YJ Kim stepped down as CEO and as a member of the Board of Directors, effective immediately , and has been replaced by Camillo Martino, Chairman of the Board of Directors.
The company is also looking at options for its sale. It went through a similar situation in 2020 after selling off its largest fab and foundry business for $350m to focus on making power MOSFETs and display drivers. A bid by Chinese owned Wise Road was blocked by US authorities, and the same is likely to happen again as it has since moved into supplying MOSFETs for automotive suppliers and dropped the display driver business.
The move to drop Kim as CEO just as the semiconductor market is picking up indicates a split in strategy with leading shareholders.
“YJ Kim became CEO during a turbulent period in the Company’s history, and has led the firm for the past decade. However, Magnachip now faces several strategic, operational and financial challenges as it transitions to become a pure play power semiconductor company, and this requires new leadership. On behalf of the Board of Directors, I thank YJ for his service and wish him well in his future endeavors,” said Martino.
“I am fully committed as Interim CEO and will spend most of my time in South Korea to accelerate our transition to a pure-play power company, while also focusing intensely on achieving sustainable profitability and maximizing shareholder value,” he said.
“As part of Magnachip’s capital allocation process, the Board will review all strategic alternatives including, but not limited to, a potential sale of the Company. The Board and management share the frustration of shareholders regarding the performance of the Company, and we are determined to optimize capital returns to shareholders.
Capex is set to be cut from around $65m to $30m, with the majority coming from borrowing.
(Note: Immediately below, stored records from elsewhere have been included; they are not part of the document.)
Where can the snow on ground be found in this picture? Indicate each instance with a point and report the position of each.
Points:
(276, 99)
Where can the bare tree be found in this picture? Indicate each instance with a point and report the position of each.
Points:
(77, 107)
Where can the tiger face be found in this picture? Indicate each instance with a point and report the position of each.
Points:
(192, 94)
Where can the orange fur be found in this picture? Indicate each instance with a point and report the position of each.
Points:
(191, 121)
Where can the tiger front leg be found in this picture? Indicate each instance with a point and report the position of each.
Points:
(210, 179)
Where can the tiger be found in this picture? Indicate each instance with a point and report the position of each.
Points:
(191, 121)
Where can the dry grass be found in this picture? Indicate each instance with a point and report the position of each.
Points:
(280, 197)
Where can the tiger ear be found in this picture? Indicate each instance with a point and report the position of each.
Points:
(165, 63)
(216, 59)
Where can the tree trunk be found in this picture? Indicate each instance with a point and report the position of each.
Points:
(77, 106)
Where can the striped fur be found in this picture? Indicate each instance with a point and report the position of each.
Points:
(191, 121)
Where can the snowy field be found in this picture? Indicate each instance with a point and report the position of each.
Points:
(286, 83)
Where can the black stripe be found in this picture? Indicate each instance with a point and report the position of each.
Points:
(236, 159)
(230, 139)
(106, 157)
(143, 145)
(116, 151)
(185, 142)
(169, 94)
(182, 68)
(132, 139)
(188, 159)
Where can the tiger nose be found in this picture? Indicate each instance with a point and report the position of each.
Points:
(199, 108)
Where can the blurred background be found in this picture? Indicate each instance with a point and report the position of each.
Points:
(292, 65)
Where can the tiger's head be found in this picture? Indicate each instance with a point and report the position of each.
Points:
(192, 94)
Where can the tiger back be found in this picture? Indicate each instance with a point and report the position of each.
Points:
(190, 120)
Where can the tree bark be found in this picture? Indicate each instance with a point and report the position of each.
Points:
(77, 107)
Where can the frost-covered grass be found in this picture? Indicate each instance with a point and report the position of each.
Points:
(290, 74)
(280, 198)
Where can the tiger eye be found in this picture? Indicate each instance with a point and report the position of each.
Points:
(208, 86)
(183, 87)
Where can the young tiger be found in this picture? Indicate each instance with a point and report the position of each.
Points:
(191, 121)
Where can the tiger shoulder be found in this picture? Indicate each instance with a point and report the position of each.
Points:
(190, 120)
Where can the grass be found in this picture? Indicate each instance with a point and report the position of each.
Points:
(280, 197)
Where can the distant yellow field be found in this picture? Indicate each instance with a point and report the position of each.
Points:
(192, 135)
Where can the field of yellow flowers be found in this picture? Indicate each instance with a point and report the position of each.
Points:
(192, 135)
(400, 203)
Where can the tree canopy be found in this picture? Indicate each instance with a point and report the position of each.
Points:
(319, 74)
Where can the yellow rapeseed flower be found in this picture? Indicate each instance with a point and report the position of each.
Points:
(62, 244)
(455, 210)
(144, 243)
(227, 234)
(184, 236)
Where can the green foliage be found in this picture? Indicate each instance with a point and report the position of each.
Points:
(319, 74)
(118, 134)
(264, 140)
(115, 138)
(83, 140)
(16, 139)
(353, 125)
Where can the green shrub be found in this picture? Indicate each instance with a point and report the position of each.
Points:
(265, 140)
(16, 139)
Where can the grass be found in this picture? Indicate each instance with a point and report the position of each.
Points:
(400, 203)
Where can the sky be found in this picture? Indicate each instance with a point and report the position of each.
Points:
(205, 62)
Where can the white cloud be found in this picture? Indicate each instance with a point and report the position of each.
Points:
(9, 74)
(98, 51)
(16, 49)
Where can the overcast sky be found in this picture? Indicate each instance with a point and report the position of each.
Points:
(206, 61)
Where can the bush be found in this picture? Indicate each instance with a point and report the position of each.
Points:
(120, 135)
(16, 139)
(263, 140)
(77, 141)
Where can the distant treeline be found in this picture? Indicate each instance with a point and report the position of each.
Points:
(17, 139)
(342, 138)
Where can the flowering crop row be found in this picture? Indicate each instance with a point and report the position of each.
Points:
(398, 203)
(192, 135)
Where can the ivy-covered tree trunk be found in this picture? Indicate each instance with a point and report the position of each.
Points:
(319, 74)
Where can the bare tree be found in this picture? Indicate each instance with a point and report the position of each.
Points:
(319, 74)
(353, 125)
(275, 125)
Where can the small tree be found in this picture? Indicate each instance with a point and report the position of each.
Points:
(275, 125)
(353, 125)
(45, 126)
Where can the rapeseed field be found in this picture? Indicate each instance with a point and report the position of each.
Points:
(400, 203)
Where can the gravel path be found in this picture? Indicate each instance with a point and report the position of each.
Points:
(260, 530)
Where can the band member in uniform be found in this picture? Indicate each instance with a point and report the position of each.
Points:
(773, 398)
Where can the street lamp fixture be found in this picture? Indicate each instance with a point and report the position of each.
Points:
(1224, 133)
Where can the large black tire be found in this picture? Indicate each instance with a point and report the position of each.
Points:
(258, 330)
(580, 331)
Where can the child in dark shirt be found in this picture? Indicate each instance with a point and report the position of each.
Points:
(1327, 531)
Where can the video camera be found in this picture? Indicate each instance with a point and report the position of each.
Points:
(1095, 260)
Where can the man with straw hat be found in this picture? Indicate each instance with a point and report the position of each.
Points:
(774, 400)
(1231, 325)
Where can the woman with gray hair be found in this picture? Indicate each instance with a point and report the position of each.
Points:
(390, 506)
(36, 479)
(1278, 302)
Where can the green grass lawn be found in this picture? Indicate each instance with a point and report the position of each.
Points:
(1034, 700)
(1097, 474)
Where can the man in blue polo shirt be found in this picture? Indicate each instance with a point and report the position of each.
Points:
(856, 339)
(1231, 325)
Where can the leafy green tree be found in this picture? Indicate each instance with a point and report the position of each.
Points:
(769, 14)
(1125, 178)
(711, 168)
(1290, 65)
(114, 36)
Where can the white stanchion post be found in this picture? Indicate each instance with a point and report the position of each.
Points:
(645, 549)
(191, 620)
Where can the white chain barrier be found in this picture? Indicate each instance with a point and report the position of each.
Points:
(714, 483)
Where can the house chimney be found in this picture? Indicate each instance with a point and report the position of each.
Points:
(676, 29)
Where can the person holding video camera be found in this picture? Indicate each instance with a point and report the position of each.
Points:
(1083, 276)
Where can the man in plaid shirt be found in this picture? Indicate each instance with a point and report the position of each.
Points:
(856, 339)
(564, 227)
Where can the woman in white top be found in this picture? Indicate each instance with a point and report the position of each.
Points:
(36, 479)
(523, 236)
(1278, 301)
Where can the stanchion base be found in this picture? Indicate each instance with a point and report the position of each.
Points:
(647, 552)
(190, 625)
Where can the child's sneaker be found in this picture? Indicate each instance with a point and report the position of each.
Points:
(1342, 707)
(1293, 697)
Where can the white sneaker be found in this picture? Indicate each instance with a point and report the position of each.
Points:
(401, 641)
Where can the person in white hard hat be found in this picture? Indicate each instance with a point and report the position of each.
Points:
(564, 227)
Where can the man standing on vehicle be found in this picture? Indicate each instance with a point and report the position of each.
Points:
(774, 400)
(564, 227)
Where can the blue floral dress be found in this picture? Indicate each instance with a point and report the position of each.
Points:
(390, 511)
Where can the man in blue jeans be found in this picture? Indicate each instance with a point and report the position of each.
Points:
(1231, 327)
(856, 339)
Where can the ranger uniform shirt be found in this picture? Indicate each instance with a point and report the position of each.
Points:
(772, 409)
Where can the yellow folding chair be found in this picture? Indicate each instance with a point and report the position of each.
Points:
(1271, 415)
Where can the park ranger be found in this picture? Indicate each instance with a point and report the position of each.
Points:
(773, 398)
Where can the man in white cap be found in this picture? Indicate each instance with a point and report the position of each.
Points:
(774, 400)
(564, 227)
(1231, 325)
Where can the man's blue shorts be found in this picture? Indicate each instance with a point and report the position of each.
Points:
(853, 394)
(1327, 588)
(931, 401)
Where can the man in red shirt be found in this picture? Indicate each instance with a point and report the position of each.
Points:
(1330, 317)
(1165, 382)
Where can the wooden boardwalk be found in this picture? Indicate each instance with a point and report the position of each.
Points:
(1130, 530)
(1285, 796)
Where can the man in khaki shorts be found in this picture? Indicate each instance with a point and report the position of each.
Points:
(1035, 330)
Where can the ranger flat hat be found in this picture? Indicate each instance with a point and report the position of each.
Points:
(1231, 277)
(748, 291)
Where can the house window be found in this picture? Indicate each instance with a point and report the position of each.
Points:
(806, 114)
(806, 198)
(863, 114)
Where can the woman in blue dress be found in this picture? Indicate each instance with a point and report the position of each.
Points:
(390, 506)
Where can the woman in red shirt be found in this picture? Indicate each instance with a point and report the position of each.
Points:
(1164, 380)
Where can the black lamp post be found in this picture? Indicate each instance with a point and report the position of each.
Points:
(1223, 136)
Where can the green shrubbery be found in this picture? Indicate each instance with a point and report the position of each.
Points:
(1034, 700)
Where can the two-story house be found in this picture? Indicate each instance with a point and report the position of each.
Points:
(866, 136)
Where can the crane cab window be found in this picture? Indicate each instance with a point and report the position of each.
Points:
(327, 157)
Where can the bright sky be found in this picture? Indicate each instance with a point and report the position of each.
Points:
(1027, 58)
“Among the first actions being taken in our plan is cutting capital expenditures by more than 50% over the next two-plus years as we prioritize capital allocation. As part of our capital allocation plans, it is important that we invest in our Gumi fab to support the growth of our new-generation power products that are critical to our financial recovery. New-generation products are expected to increase our market competitiveness and result in higher average selling prices and gross profit margins. Capital expenditures, which recently had been forecast to range between $65-70 million through 2027, now are forecast to be in the range of $30-35 million, but the total net cash outlay by Magnachip currently is expected to range between $12-13 million, with the remainder covered by our bank equipment loan facility.
“In addition, we will continue to review all other available cost reduction initiatives to align our spending consistent with our goal to achieve Adjusted EBITDA breakeven as soon as possible. One of the right-sizing initiatives being undertaken is headcount reduction, primarily through shared corporate functions. We are currently targeting to achieve annual savings of $2-3 million in operating expenses, with a payback period of 1.5 years.”